Accordingly, if an individual will have a better understanding of himself and his fellow human beings, you need to appreciate the startling individuality of everyone's experience. That means having humility. Here are eight (8) of this article's many interesting take-home messages.

 

8 Ways Your Reality Perception Is Biased

    1. Your energy and abilities impact your perspective. Several studies show that your physical body and your ability to move influence how you view your surroundings.

    2. Your body awareness affects your decisions. While it is uncertain why that would be, people who are more aware of their heartbeats may be better able to calm themselves under stress and make more astounding decisions. Or it could be that successful people more attuned to their bodies interpret their perceptions more precisely, being aware of how the two (2) interact.

    3. Being hungry (or not) changes your choices. A person's body's energy levels also impact decision-making. The way you think is limitlessly tied to how you physically feel. Thus, it is vital to make sure you (or others you rely on) are not too depleted when difficult decisions need to be made.

    4. Easy-to-read statements seem more trustworthy. Your beliefs about the world also depend on seemingly irrelevant influences. This tendency can be undone if you point it out to people. Otherwise, these forces operate below conscious realization, and you can be duped by how easy something is to believe or retrieve in your mind. Your penchant for fluency makes you inclined to bullshit (if it feels right, it is correct), and when that vulnerability is scaled up to the level of the media, you get truthiness and fake news.

    5. Your feelings affect your political views. It is probably not surprising that your emotions affect your perceptions and thoughts. Feelings like disgust, which come out of the limbic system of your brains, often below conscious awareness, guide your reactions and evaluations, making them less than impartial.

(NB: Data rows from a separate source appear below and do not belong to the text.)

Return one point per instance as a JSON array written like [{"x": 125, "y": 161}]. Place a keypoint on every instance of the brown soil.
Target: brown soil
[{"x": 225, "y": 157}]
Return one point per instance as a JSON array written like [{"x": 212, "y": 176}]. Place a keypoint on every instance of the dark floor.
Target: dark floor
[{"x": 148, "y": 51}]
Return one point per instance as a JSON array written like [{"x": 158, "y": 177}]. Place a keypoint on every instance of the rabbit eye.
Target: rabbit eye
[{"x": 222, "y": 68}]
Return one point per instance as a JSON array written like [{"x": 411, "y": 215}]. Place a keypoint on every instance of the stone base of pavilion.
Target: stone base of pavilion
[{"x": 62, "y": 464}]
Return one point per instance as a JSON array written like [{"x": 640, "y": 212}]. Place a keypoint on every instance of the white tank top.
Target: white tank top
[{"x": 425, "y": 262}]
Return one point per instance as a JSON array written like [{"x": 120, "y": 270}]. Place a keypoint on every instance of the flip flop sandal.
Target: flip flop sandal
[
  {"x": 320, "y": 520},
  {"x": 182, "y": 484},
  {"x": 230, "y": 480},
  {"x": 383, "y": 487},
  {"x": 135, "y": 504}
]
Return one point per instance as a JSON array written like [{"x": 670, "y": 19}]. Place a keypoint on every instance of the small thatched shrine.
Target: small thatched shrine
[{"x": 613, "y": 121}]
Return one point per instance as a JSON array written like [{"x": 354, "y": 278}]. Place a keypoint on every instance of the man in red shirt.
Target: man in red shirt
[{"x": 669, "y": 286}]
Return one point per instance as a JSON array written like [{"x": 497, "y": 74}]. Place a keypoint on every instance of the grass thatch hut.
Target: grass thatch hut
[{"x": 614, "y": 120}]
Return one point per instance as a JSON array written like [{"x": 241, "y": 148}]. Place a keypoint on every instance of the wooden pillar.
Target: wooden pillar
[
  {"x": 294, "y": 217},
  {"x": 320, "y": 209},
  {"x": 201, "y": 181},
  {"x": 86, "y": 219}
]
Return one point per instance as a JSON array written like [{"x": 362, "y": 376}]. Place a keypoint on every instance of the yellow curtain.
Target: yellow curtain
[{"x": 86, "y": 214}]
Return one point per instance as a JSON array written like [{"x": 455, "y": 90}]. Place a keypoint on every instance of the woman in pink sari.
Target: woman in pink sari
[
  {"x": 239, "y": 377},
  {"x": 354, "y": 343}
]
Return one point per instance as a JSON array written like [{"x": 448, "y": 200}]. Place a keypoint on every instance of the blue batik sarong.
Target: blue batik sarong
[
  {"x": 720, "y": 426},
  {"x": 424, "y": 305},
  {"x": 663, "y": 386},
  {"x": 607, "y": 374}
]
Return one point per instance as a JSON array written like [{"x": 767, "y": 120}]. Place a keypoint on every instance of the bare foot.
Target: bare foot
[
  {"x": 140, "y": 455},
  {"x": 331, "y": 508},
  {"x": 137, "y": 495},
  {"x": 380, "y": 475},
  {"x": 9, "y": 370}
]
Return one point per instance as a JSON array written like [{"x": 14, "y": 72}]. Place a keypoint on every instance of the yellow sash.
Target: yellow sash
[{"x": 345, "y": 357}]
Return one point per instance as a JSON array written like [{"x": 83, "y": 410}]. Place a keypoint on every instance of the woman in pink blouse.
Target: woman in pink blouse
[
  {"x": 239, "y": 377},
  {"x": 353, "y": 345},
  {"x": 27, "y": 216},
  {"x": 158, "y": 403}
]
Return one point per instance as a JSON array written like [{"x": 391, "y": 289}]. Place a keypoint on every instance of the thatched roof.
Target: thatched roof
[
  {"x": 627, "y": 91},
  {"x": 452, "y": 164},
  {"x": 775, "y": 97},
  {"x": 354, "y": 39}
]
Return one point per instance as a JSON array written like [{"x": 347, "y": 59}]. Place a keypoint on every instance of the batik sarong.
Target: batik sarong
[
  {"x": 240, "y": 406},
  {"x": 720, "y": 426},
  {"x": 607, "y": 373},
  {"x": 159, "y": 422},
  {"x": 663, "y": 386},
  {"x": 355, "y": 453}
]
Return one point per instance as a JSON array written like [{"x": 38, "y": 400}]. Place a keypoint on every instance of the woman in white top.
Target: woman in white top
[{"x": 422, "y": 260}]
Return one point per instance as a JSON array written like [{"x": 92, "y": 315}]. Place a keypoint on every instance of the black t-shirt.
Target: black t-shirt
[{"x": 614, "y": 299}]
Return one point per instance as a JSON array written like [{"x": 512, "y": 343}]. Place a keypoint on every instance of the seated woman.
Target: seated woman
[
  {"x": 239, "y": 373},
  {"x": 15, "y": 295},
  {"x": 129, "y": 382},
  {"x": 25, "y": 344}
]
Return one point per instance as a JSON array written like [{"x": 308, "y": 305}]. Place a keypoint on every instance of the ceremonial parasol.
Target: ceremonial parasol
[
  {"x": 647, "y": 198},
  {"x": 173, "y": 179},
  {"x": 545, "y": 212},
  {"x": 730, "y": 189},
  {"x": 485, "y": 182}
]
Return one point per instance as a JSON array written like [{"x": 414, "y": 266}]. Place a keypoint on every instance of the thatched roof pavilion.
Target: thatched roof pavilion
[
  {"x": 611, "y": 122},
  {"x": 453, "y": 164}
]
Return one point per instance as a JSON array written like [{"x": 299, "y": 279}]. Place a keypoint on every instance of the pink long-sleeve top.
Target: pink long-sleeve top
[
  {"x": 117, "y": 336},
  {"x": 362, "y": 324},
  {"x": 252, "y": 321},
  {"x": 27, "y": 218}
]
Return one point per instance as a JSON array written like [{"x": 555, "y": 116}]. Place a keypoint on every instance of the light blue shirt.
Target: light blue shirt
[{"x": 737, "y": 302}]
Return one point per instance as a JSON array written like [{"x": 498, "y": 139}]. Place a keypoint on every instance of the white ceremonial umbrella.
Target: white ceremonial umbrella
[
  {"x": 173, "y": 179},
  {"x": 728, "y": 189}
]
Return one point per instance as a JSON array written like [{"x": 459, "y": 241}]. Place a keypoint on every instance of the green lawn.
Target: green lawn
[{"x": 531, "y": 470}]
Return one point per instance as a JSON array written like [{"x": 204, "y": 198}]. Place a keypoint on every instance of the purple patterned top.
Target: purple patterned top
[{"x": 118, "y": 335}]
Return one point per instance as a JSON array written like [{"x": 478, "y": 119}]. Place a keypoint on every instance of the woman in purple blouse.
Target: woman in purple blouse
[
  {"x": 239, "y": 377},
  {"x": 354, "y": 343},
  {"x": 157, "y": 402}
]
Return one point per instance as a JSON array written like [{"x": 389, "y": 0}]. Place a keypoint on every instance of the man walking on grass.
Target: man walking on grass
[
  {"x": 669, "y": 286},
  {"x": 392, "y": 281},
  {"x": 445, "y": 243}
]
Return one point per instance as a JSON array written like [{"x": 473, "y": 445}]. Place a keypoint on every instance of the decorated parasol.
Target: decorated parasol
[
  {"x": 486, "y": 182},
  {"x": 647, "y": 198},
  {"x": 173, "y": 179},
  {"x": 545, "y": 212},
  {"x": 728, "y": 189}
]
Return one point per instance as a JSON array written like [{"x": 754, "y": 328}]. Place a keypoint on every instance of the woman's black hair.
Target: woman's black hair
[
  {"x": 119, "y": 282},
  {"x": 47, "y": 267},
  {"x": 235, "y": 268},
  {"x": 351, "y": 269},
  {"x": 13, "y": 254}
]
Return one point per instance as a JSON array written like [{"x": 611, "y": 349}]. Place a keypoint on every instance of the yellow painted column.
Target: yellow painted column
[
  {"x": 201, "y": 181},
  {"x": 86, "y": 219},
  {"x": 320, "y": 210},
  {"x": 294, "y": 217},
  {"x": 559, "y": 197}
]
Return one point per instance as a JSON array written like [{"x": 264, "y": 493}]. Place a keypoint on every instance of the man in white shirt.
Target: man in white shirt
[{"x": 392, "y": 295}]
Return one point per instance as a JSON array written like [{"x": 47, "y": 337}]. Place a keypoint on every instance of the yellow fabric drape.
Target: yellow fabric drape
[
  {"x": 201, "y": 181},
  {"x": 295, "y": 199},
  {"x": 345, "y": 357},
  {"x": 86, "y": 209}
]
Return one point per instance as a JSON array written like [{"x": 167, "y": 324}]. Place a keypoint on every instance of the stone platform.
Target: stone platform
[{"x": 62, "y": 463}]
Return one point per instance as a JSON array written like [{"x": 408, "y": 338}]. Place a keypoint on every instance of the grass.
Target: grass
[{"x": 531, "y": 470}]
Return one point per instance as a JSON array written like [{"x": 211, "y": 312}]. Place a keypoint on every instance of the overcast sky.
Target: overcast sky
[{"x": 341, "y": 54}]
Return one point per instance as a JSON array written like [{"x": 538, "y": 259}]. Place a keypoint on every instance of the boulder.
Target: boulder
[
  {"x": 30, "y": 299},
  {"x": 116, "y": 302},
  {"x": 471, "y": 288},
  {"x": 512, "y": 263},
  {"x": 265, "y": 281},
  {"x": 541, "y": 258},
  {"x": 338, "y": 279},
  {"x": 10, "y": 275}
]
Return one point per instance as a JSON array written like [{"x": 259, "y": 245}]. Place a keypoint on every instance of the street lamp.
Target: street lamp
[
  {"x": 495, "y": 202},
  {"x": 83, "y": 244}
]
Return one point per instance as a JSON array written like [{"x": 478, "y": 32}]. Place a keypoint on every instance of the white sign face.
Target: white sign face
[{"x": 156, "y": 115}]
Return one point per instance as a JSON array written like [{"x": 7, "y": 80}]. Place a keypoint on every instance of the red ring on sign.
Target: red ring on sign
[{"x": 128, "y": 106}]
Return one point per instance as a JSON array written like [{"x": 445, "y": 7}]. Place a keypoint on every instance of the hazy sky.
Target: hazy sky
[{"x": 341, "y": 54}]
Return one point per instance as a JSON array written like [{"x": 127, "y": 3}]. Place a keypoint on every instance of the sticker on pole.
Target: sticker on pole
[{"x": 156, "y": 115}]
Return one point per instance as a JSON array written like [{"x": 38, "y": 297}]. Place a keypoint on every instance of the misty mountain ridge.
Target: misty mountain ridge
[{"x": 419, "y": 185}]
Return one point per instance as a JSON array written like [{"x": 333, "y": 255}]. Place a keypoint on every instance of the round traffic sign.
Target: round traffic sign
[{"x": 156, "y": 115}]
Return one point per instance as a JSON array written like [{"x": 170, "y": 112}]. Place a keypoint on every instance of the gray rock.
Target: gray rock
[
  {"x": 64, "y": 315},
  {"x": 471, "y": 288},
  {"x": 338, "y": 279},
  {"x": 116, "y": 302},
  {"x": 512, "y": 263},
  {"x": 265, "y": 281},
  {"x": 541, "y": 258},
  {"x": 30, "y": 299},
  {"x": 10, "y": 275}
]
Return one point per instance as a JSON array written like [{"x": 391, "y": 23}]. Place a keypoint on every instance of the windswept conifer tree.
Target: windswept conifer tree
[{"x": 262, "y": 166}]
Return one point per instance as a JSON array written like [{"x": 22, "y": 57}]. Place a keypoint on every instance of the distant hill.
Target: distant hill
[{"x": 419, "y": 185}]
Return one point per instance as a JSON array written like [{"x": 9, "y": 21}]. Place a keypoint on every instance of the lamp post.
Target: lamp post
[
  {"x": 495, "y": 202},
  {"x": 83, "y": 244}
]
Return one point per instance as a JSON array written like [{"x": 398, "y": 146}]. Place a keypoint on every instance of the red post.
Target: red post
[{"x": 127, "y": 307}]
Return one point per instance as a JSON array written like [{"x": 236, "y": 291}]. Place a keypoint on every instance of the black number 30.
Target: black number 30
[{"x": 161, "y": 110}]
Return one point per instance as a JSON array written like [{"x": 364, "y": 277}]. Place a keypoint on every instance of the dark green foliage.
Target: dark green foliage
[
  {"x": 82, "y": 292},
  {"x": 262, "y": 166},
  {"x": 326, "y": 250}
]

    6. Feeling bad makes things seem harder. Anyone who has ever felt sad or depressed knows it is hard to face the world when you are down. But it is interesting to note that these feelings also change your sensory perceptions. That means nurturing positive emotions may help you approach complex tasks more efficiently.

    7. Having other people around you makes things seem more effortless. The presence of other people affects your perception of challenging situations, too. Your social connections seem to play a role in reducing stress, which might be why being with others changes your perception of pain or difficulty, making them both easier to bear. 

    8. Your political beliefs affect your math skills. Another fascinating finding is how your group affiliations, like the political party you belong to, affect your perceptions. This hovers in the face of the idea that people need more information to determine the truth of a particular situation. Thinking—even doing math—is not a process happening in isolation but is instead implanted in your thoughts and group identities.  

 

In Closure

    All in all, reading this article should humble you. Many forces below your conscious awareness affect your perceptions, thoughts, and decisions, and errors abound. Becoming aware of those influences could keep you from making costly misjudgments or creating unnecessary conflicts with others who see things differently. The ultimate benefit of that? Hopefully, having a little humility might help everyone to act with less hubris and be more open to other points of view.